The future of seniors and digital technology
Jul. 29, 2019
Dance with us through the future digital trends that help seniors live their best lives today and every day.
The terms "senior" and “digital” are rarely mentioned together. France's senior citizens are actually quite "digitalized". In fact, 84% of them have access to the internet and 26% own tablets. In the United States, 67% of seniors use the internet and 33% own tablets.
Seniors use digital technology to communicate with family (ex. WhatsApp and Facebook), access leisure and cultural activities (via game applications) and access information (reading or watching the news). The younger cohort purchases online as well.
In addition to smartphones and tablets which many of us already use, there are other, specially adapted devices that support seniors as they age. For example:
- Household sensors detect fall risks and quickly alert loved ones in case of danger
- Smart objects, like drinking glasses and pill boxes, make it easier to track a person’s health and prevent the risk of malnutrition or dehydration
- Wearable devices, like smart watches, guarantee security and peace of mind for seniors and their loved ones
Family and friends play a key role supporting seniors as they age. Here again, digital technology can really add value and have a strong, positive impact on quality of life. It encourages communication between seniors and their social circle. It also makes it easier for caregivers to intervene when needed, limiting the consequences related to a fall, for example.
Technology continues to evolve and improve particularly in the area of voice (ex: voice assistants and voice recognition). Voice technology helps seniors interact more simply and intuitively with technology, thereby reclaiming some of their independence. Today, for example, voice assistants can help stressed-out seniors relax by playing their favorite music.
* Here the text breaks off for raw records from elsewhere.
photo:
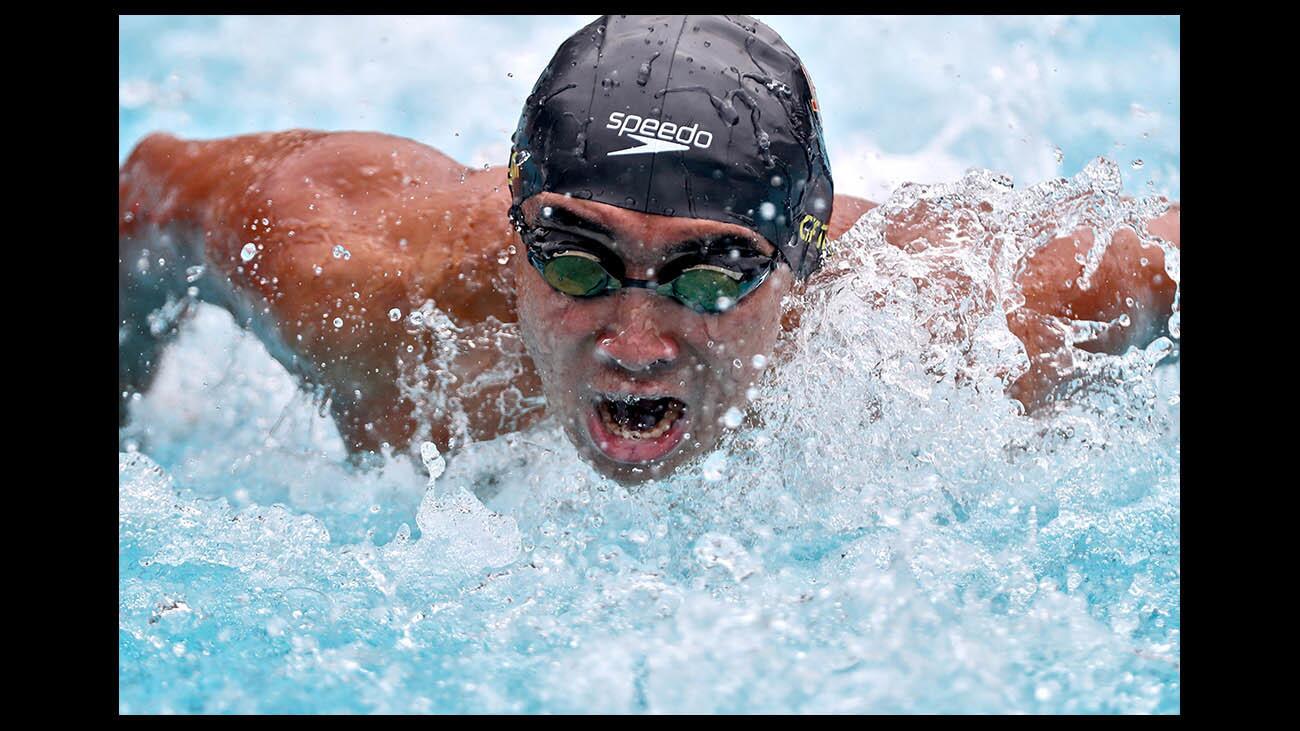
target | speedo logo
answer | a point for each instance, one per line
(653, 135)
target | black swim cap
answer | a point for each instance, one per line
(696, 116)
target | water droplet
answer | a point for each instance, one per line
(732, 418)
(433, 462)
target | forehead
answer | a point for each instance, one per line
(650, 230)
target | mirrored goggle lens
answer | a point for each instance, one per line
(709, 290)
(576, 275)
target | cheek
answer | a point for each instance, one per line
(750, 329)
(553, 325)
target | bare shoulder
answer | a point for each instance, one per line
(846, 212)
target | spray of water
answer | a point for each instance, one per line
(887, 532)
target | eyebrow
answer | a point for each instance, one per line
(563, 217)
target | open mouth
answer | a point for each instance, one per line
(631, 428)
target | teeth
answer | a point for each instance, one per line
(659, 429)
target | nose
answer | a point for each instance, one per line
(636, 341)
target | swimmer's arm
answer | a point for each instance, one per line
(1130, 281)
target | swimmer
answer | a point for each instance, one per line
(659, 203)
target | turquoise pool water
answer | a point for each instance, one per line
(895, 535)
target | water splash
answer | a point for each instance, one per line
(891, 532)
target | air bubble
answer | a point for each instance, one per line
(733, 418)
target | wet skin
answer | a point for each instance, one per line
(416, 225)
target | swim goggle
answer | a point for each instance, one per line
(707, 281)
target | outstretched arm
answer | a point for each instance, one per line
(1130, 286)
(311, 239)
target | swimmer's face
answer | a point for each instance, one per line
(638, 380)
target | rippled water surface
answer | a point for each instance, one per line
(891, 533)
(885, 532)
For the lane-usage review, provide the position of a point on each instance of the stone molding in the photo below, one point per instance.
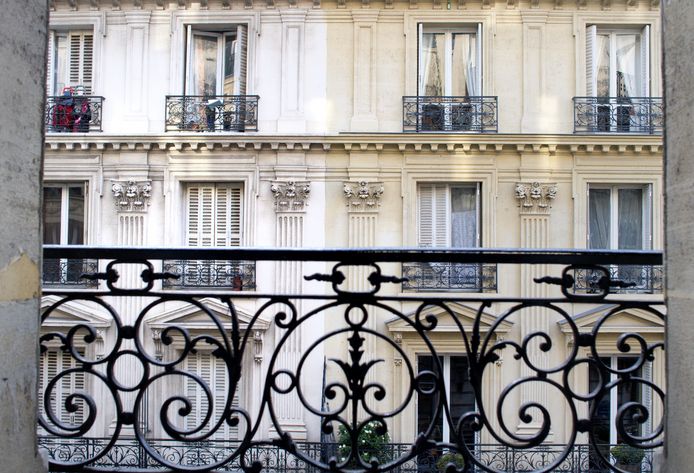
(363, 196)
(291, 196)
(535, 197)
(131, 195)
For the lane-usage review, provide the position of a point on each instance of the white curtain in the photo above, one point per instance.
(599, 218)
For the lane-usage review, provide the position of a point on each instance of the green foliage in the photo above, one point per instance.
(455, 458)
(371, 444)
(627, 455)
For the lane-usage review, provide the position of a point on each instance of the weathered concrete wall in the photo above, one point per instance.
(22, 78)
(679, 70)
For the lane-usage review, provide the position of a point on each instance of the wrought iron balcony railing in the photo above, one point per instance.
(449, 114)
(144, 364)
(637, 279)
(449, 277)
(73, 114)
(212, 113)
(234, 275)
(130, 454)
(642, 115)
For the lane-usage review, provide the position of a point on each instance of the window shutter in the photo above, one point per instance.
(50, 66)
(591, 53)
(81, 60)
(479, 89)
(241, 58)
(646, 61)
(433, 215)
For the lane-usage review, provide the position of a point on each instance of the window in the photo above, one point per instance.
(214, 372)
(619, 218)
(449, 62)
(617, 62)
(604, 413)
(216, 63)
(213, 219)
(448, 215)
(70, 61)
(64, 224)
(52, 363)
(459, 392)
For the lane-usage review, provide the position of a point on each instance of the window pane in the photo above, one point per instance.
(626, 65)
(51, 215)
(464, 217)
(229, 57)
(599, 218)
(431, 64)
(428, 403)
(75, 229)
(461, 394)
(603, 65)
(464, 73)
(204, 64)
(630, 215)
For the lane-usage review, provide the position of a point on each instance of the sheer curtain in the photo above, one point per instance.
(630, 227)
(599, 218)
(464, 217)
(431, 64)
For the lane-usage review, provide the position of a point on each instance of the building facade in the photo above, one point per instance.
(319, 124)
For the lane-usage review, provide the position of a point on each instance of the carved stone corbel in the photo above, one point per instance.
(291, 196)
(363, 196)
(535, 198)
(132, 196)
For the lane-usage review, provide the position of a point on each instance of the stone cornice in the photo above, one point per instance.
(355, 142)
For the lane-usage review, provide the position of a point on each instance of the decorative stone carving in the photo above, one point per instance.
(290, 196)
(363, 196)
(132, 196)
(258, 346)
(535, 197)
Beyond these technological evolutions, the senior market is undergoing transformation.
A new generation has arrived: the Baby Boomers. As a generation defined by its emphasis on independence, Baby Boomers are forcing us to re-think our approach to aging. Their wishes and desires always come first, and they want to age in place (94% of people aged 55 and older want to age in their home).
The massive digitalization of our society means the seniors of tomorrow will view technology as a real solution to maintain their autonomy and health. They are willing to accept smart objects that track their activities and detect falls, as long as they are free to choose which solutions to use. We must think of homes as a constantly evolving space in which household automation, information and communication, remote alarms, and smart objects all co-exist without restraining domestic freedoms and enabling seniors to age in place.
These digital developments reinforce market trends that are already significant: the desire to stay at home means that those seniors who do enter senior living communities tend to be increasingly dependent, impacting our teams, as well as our clients’ teams and business model. This environment opens new paths for structural development in the market. In France, as in the United States, our clients are looking to become reference centers for seniors in a given geographic area thus defining a new work culture and business model. Digital technology can facilitate communication and the implementation of this new model.
In the short-term, digital innovations bringing real added value (ex: cost savings) or efficiency and ease will be the priority. In the medium-term, aging at home is the main "disruptor” that digital technology will focus on, and which will push the market to reinvent itself.